1. Das Beschlussrubrum war dahingehend zu korrigieren, dass die Arbeitsgemeinschaft JobCenter Reinickendorf selbst Antragsgegnerin und nicht lediglich Vertreterin der Bundesagentur für Arbeit und des Landes Berlin als Leistungsträger ist, denn das JobCenter ist - entgegen der Meinung des Sozialgerichts und mit der überwiegenden Auffassung der übrigen Senate des Landessozialgerichts Berlin-Brandenburg - jedenfalls als nichtrechtsfähige Personenvereinigung im Sinne des § 70 Nr. 2 des Sozialgerichtsgesetzes (SGG) beteiligtenfähig.
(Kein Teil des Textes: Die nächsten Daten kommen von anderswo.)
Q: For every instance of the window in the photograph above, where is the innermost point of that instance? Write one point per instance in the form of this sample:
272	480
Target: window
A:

Eines Rückgriffs auf die hinter dem JobCenter stehenden Körperschaften bedarf es nicht (vgl. hierzu ausführlich Senatsbeschluss vom 11. August 2005, L 5 B 51/05 AS ER sowie Beschluss des 10. Senats des LSG Berlin-Brandenburg vom 14. Juni 2005, L 10 B 44/05 AS ER).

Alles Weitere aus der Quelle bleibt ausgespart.